Last night Edmonton had a wicked summer thunder storm. Huge downpour flooding many underpasses, golf-ball sized hail, and one heck of a light show.
The storm marched through Edmonton from south to north, and I was able to follow its development by using some high-tech tools and following comments from friends spread throughout the city on Twitter.
Recently, the Twitter hashtag #YEGWX has come to be the channel of discussion for anything related to Edmonton weather. YEG is the airport code for the Edmonton International Airport…WX is short-wave-radio Morris Code for weather. #YEGWX.
Tonight, as the storm began hitting Edmonton, I was online and noticed a lot of tweets discussing the severity of this storm.
The one thing I saw was that traditional media couldn’t keep up. Radio and TV ran official weather office Severe Thunderstorm Warnings, but the warning was limited in the amount of detail. So I turned to my computer and G3 enabled iPad.
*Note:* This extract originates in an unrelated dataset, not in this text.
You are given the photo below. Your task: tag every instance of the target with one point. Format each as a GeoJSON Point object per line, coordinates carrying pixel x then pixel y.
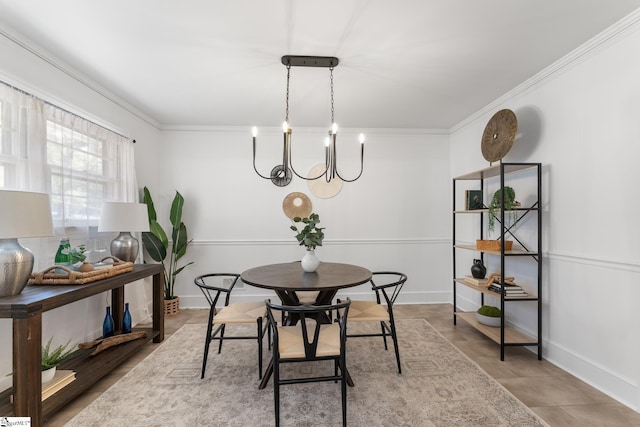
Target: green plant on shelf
{"type": "Point", "coordinates": [496, 203]}
{"type": "Point", "coordinates": [53, 357]}
{"type": "Point", "coordinates": [489, 311]}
Social media brought me immediate details much richer and more meaningful than a bottom-screen crawl across a TV show would. Take a moment and check out the image below for details of the storm as it rolled through Edmonton.
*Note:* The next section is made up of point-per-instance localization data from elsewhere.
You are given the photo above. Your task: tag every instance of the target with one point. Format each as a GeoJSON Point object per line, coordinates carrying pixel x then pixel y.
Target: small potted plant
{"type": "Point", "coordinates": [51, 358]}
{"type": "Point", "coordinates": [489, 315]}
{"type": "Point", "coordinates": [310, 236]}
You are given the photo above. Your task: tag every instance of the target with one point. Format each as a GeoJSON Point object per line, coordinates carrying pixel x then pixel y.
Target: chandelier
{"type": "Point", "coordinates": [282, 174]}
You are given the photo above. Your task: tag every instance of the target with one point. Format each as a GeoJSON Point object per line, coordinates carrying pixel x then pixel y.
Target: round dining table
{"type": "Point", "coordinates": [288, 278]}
So by following the high-tech crowd-sourced event-driven social media coverage, I am much better informed about the ongoing events in my community.
Which is sad because people without this type of connection could literally be in the dark with no understanding of what’s going on, no understanding if greater danger is approaching or not, and no understanding what’s happening in the rest of the city.
Yes, this is old hat, we saw similar coverage in January with the Haiti earthquake, but why isn’t this benefit more widely understood, that on occasion there is a benefit to having this technology available — there is a high-tech advantage. Why wouldn’t you want to share in it?